Winter's imminent arrival is already nipping fingers across the Northeast. If you have a touchscreen phone, this poses a problem. Fleece and nylon gloves won't register on the screen, forcing you to expose your scrolling digits to the elements. An ever-growing line of touch screen compatible gloves offers a potential solution.
Touchscreens work by using your body's natural conductive properties. Fabrics like fleece, nylon, cotton, and wool do not conduct electricity and thus won't register. To get around this problem, glove manufacturers incorporate conductive thread into the finger tips, usually just the thumb and index finger.
When shopping for a pair, keep in mind that fit varies widely by brand—whichever pair fits you the best is usually the one to buy. That being said, most of these styles are new this season and seem to be generating some mixed reviews. Keep an eye on user feedback and reviews as these gloves become more commonly used in the months ahead.
Here's a quick round-up of options from several major gear companies. Note that most are available in both men's and women's (links are to men's versions).
The North Face Etip SeriesA range of styles are available, from the lightweight, around-town Etip Glove ($40, pictured) to the beefier Etip Pamir Windstopper Glove ($60) to the snowsports-oriented Etip Facet Glove ($75).
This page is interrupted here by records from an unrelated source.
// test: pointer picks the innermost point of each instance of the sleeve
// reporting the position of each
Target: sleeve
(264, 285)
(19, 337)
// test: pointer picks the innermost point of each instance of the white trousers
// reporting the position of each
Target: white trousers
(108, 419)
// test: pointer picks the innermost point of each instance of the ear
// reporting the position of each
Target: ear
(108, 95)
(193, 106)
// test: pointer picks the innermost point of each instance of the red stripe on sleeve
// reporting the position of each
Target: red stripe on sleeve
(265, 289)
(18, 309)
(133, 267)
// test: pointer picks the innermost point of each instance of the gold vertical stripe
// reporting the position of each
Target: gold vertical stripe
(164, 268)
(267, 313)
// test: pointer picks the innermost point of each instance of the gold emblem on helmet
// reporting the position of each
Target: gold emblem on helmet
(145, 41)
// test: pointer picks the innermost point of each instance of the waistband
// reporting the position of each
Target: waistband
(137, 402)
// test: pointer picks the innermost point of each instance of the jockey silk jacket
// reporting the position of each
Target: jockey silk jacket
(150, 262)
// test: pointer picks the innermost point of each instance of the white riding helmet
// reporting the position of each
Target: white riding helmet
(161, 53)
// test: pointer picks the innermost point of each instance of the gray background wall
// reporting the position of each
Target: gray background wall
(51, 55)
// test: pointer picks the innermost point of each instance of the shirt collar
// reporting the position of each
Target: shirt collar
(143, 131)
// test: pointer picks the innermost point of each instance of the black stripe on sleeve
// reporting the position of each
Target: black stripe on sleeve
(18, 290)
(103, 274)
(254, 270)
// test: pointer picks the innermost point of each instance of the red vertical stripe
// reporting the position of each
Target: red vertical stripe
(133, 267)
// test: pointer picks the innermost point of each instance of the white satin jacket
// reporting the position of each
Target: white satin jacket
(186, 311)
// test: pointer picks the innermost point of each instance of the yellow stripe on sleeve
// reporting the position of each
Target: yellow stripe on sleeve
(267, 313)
Outdoor Research Select from either the Sensor Glove ($65), a wind-resistant midweight option with excellent grip, or the heavy-duty Ambit Glove ($99, pictured). Outdoor Research is one of the few companies that offers styles without silvery fingertips. Touchscreen compatibility comes instead from "TouchTec" technology, which integrates conductive fibers into a leather-like material.
Marmot E-Tip SeriesMarmot offers the Connect Glove ($30), a lightweight stretch-fleece liner.
Burton TouchTec Series Burton focuses on the skiing and snowboarding crowd and, like Outdoor Research, uses TouchTec leather in its slope-ready Pinnacle ($99) and Gondy Leather Gloves ($95, pictured). The company also offers one of the least expensive touchscreen liner gloves ($18), which are available in a rainbow of non-black colors.
Several other companies produce touchscreen gloves (mostly liners), including Seirus, Manzella, and Isotoner.